Les dispositions relatives aux SPRS ne sont pas les seules à être restées lettre morte.

Les associations déplorent ainsi que la circulaire du 25 août 1970 prise 24 ( * ) en application de l'article 185-1 du Code de la famille et de l'action sociale et relative à la lutte contre la prostitution et le proxénétisme n'ait pas été suivie d'effet.

Cette circulaire, dont les termes furent rappelés l'année suivante par une circulaire du 10 août 1971, demandait aux préfets de réunir, sous leur présidence, une commission comprenant les représentants des différents services publics dans le département (directeur de la DDASS, médecin responsable des services antivénériens, juge des enfants, directeur départemental des services de police, représentant de la gendarmerie..., et sur invitation, représentants d'autres services intéressés comme les organismes HLM, l'URSSAF et les impôts ) et des organismes privés oeuvrant dans le domaine de la prostitution .

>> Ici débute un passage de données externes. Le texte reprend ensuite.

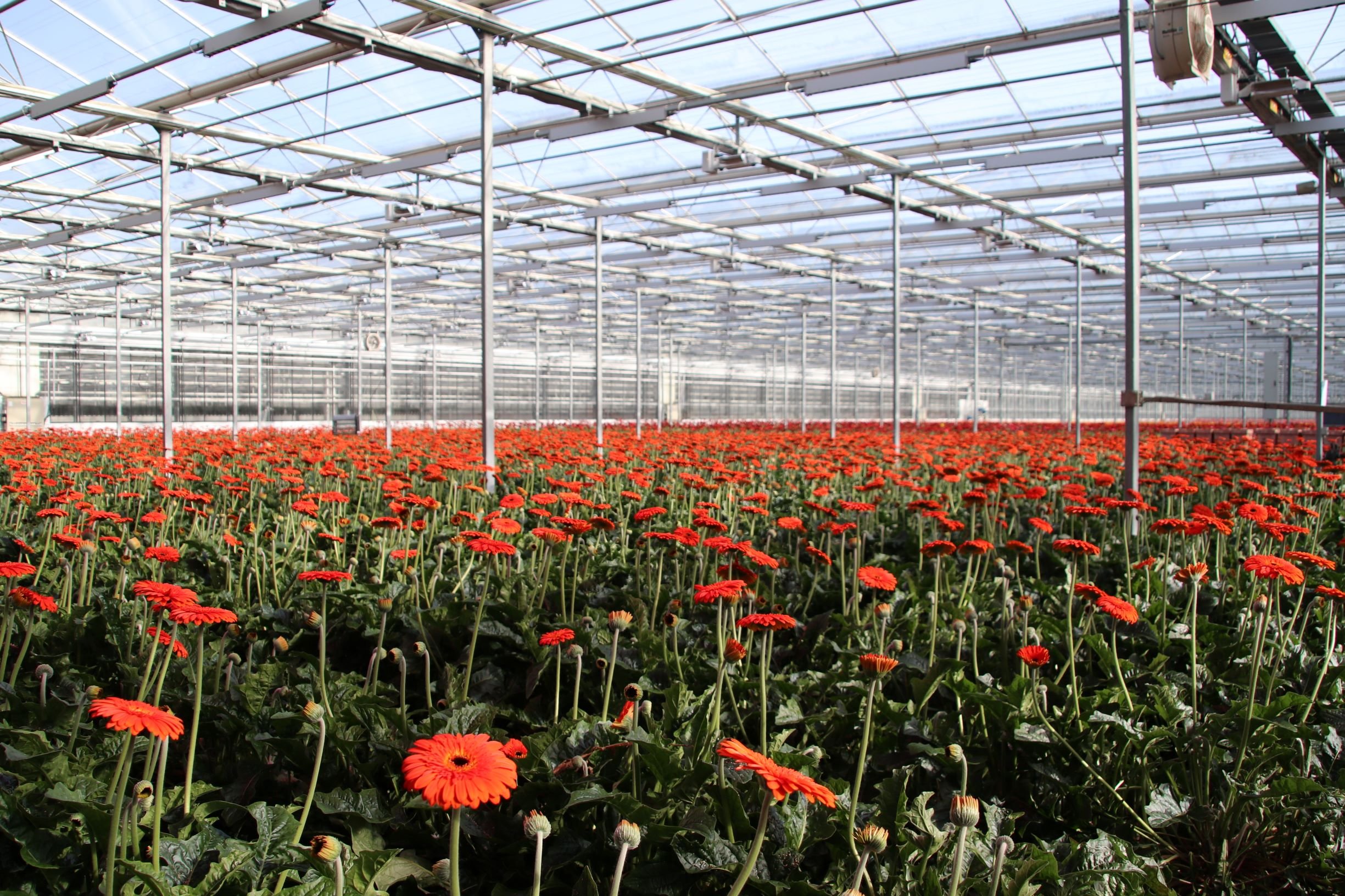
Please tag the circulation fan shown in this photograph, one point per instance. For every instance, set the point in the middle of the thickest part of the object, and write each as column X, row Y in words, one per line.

Les préfets étaient invités à remettre au secrétaire d'Etat chargé de l'Action sociale un rapport rédigé sur la base des conclusions des travaux que ces commissions auraient menés pour examiner les problèmes spécifiques posés par la prostitution dans chaque département, pour dresser un bilan des actions existantes et pour étudier si l'équipement en personnel spécialisé, services ou établissements était suffisant et adapté.

Il était en outre demandé aux commissions d'accorder une attention spéciale aux personnes qui manifestaient l'intention d'abandonner la prostitution et qui pouvaient notamment bénéficier, sur leur avis motivé, d'un traitement particulier de la part des services fiscaux.

Peu de commissions départementales furent mises en place, malgré, là aussi, les circulaires de rappel 25 ( * ) ; elles ont pratiquement toutes disparu.

Du point de vue des services ministériels, le dossier de la prostitution est cogéré par la Direction générale de l'Action sociale et le Service des droits des femmes et de l'égalité ; cette coordination a été formalisée par la circulaire du 30 mai 1997 pour ce qui concerne tant l'échelon national -le pilotage " politique " des dossiers a été confié au Service des droits des femmes, tandis que la gestion budgétaire était maintenue à la Direction de l'Action sociale- que le niveau local, entre les directions départementales de l'action sanitaire et sociale (DDASS qui gèrent les subventions) et les chargées de mission départementales aux droits des femmes (qui aident à l'instruction des dossiers).

* 22 Ordonnance n° 60-1246 du 25 novembre 1960, article 5.

* 23 Et créés en application de la loi n° 75-535 du 30 juin 1975 relative aux institutions sociales et médico-sociales.

* 24 Par Marie-Madeleine Dienesch, secrétaire d'Etat à l'Action sociale et à la réadaptation.

* 25 Circulaire n° 14 A.S du 21 mars 1979 relative à la lutte contre la prostitution, circulaire n° 88-08 du 7 mars 1988 relative à la prévention de la prostitution et la réinsertion des personnes prostituées.